The FCA’s reliance on voluntary cooperation from tech platforms is akin to hoping a cat will voluntarily take a bath. It’s a strategy that’s bound to leave you drenched in frustration. Meanwhile, the focus on influencers, while commendable, raises questions about the effectiveness of current regulatory frameworks. Are we barking up the wrong tree by not tackling the root of the problem—the companies behind these ads?

For crypto enthusiasts, this regulatory tug-of-war is both a wake-up call and an opportunity. It’s a reminder to stay vigilant against scams and to educate yourself on navigating this new financial frontier. Yet, it’s also a chance to advocate for more effective and nuanced regulations that can support the growth of this revolutionary technology without stifling innovation.

As the crypto market continues to evolve, the FCA’s struggle is a microcosm of the global challenge to balance innovation with consumer protection. The road ahead is fraught with complexity, but it also holds the promise of a more secure and inclusive financial future.
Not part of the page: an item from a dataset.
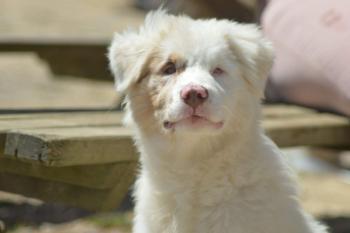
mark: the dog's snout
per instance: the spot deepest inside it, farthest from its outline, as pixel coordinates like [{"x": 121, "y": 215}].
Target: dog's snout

If we can get the regulations right, we might just see a world where the power of decentralization and privacy isn’t just a dream, but a reality for everyone.

Key Takeaways and Questions

  • What percentage of illegal crypto ads remain online despite being flagged by the FCA?

    Nearly 50% of the flagged ads remain accessible online.

  • What has the FCA done in response to illegal crypto ads?

    The FCA has focused on social media influencers, interviewing 20 under caution and charging nine in a criminal case, but has not fined or prosecuted any companies directly.

  • Why has the FCA struggled to enforce the removal of illegal crypto ads?

    The FCA relies on voluntary cooperation from tech platforms and lacks the legal authority to force the removal of unapproved ads.

  • How has the UK’s approach to cryptocurrency regulation evolved over the years?

    From initial recognition in 2013, the UK increased regulatory scrutiny with anti-money laundering rules in 2018, banning crypto derivatives for retail investors in 2020, and mandating company registration in 2021.

  • What recent market performance was highlighted in relation to Bitcoin?

    Bitcoin reached seven all-time highs in the previous year, peaking at around $108,400, and was valued at $93,772 at the time.

  • What can consumers do to protect themselves from illegal crypto ads?

    Consumers should be cautious of ads promising high returns with little risk, verify the legitimacy of promotions, and be aware of the FCA’s warnings.

  • How might future regulations impact the crypto market in the UK?

    More stringent regulations could enhance consumer protection and market stability, but there is a risk of stifling innovation if not balanced properly.